Saturday, 28 January 2012

My exploits and Caesar's, and goodbye to Emeryville

Stations are romantic, exciting places. The sound of the trains sets the heart beating, while all around the joy of greetings for new arrivals mingles with the excited anticipation of those setting out on their journey.

Airports on the other hand are synthetic and soulless. Because San Francisco airport is my gateway back to home and Danielle it promises pleasure, but in itself it’s a miserable place. Utilitarian, pedestrian, rushed. No heart. The contrast is all the starker because I’ve spent a week in a hotel next to the Emeryville Amtrak Station, from which several times an hour I’d hear that haunting sound, iconic of the United States, of a train’s horn. Its mournfulness seems to express the sorrow that this country, which did so much to pioneer the railways, has since turned its back on them, preferring the dullness of air travel. 

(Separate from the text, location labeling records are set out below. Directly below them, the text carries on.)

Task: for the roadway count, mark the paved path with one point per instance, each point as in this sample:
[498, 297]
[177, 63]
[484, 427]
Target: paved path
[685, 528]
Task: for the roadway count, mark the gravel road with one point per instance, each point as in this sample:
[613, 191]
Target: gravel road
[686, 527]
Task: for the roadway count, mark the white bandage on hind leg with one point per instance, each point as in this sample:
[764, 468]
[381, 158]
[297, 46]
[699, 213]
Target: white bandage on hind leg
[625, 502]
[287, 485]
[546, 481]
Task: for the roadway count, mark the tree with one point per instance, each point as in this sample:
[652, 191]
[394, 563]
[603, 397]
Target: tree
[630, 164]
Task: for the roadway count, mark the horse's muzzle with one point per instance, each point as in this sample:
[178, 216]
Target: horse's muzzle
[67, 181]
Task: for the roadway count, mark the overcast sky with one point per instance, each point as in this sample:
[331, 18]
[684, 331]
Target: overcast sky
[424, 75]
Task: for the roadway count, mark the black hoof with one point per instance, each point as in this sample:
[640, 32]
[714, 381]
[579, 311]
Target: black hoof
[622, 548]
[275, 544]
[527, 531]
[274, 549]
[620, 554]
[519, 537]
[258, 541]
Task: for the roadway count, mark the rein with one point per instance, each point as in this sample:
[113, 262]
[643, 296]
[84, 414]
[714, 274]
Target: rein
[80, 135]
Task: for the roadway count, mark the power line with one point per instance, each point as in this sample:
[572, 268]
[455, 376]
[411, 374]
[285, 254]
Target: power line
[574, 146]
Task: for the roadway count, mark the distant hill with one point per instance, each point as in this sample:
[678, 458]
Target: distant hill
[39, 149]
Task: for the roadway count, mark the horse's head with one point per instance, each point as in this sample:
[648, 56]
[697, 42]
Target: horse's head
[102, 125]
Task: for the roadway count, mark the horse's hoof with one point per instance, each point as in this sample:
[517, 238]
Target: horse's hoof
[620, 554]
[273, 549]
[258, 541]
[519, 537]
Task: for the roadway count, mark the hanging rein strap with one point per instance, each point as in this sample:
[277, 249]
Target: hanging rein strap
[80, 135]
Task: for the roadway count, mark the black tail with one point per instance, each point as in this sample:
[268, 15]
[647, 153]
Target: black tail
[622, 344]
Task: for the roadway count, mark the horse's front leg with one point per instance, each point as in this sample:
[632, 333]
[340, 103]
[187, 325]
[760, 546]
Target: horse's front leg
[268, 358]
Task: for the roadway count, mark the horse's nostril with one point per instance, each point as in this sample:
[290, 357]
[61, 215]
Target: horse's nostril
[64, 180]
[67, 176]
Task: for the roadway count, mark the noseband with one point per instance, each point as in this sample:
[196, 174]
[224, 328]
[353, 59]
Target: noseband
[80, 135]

How right one of my teachers was to say that  if God had intended us to travel by air, he would never have given us the railways.

While we were here, we didn’t actually use Emeryville Station because, although San Francisco itself is right opposite, the Amtrak lines run all the way along the Bay but not over it or under it. Instead we used the BART, the Bay Area Rapid Transit. We took it several times in complete innocence, not realising until I was warned just a day ago that our nearest station is regarded as a dangerous place.

There’s no way we could have known: we had nothing but pleasant experiences there, above all with a wonderful woman who was manning (womanning? personing?) the information booth. She came out to help us get our tickets from those appalling machines the BART provides for the purpose, and which are entirely incomprehensible until youve undergone intensive training. After that, whenever we saw her she would smile and chat to us about how we’d enjoyed the city.

Nor is that the only pleasant recollection I shall take away from Emeryville. For me, the town will from now on be forever linked with Julius Caesar. 

‘Emeryille?’ I hear you cry. ‘Rome, certainly, even Spain, North Africa, Egypt, Asia Minor, all the places to which that extraordinarily mobile conqueror travelled. Even Britain. But Emeryville?’

He never made it to Emeryville, except in (my) spirit
Ah, but Caesar’s association with this little town is my own entirely, a purely personal link. As I’ve mentioned before, I’ve been enchanted by a series of podcasts recommended to me by my son Michael: The History of Rome, put together over a long period with considerable, pretty well unremunerated effort by Mike Duncan, as apparently disinterested in the enterprise as he was interested in the subject. 

This week,while I’ve been pounding the streets of Emeryville, I’ve been listening to his episodes about Caesar. Out running every morning, I’ve heard about the great general’s own feats, to the accompaniment of the boots of his legionnaires hammering the roads, like mine, though in their case they were criss-crossing Europe and the Middle East; as I’ve  targeted my own personal goal for this week’s runs, I’ve listened to the tale of the great statesman’s drive to achieve his objective of power over a great Empire. 


Let me say that my target was was no easy one for me to hit: to complete a half marathon. Not in one session - that’s not quite in my capacity - but at least over several. This morning I made it, as the sun rose above San Francisco Bay and Caesar fell to his assassins’ daggers.


The sun rises over Emeryville Marina, perhaps to salute my (minor) triumph
My achievement, I admit, hardly rivals his, but by my scale of things, it was quite satisfying enough. And at least it didn’t leave me bleeding to death at the foot of Pompey’s statue.